Gonzalo Rodríguez Lafora (25 July 1886 – 27 December 1971) was a Spanish neurologist and psychiatrist. He was a disciple of Nicolás Achúcarro and Santiago Ramón y Cajal and one of the most brilliant examples of the Spanish Neurological School (or Cajal School). He was best known now for describing (in 1911) the intracytoplasmic inclusion bodies in "Lafora disease". In total, he published approximately 200 papers covering a wide range of subjects in neurology, psychiatry, and neuropathology. He made seminal contributions not only to the clinical and scientific literature but also to the training of many noted disciples who paid him due homage as a true "maestro." Throughout his intellectual endeavors, Lafora manifested a singular purpose and intensity and a burning devotion to scientific honesty.
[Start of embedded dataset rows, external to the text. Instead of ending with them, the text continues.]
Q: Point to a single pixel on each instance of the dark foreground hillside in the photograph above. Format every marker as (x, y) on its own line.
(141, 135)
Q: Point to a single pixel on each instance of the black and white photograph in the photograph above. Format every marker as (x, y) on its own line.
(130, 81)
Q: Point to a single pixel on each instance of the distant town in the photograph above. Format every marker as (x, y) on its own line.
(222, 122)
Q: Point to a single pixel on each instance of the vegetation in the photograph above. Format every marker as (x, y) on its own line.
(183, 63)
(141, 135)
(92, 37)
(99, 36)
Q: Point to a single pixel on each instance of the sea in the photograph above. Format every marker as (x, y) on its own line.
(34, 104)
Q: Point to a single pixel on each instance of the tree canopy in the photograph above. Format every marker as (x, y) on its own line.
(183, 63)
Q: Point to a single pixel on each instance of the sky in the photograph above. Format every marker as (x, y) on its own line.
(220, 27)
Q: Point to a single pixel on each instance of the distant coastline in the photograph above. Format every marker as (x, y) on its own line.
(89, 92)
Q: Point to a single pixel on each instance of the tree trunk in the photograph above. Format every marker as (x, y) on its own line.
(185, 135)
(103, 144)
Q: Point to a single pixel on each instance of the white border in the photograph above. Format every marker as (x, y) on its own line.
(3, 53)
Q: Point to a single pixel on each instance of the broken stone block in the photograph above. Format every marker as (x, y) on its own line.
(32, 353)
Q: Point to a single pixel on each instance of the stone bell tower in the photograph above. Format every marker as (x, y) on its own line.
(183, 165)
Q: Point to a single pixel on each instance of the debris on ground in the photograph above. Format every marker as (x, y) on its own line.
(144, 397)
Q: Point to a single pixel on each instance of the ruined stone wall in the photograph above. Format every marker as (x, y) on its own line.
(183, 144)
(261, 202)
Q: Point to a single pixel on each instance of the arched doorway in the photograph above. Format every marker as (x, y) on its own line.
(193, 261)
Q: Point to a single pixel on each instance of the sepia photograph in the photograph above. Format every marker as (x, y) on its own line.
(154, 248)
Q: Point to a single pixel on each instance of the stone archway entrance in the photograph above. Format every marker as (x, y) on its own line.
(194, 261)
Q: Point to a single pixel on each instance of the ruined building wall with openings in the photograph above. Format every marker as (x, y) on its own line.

In 1910, Fritz Heinrich Lewy discovered what became known as Lewy bodies, and compared them to earlier findings by Lafora. In 1913, Lafora described another case, and acknowledged Lewy as the discoverer, naming them cuerpos intracelulares de Lewy (Lewy bodies). Konstantin Nikolaevich Trétiakoff found them in 1919 in the substantia nigra of PD brains, called them corps de Lewy and is credited with the eponym. Eliasz Engelhardt argued in 2017 that Lafora should be credited with the eponym, because he named them six years before Trétiakoff.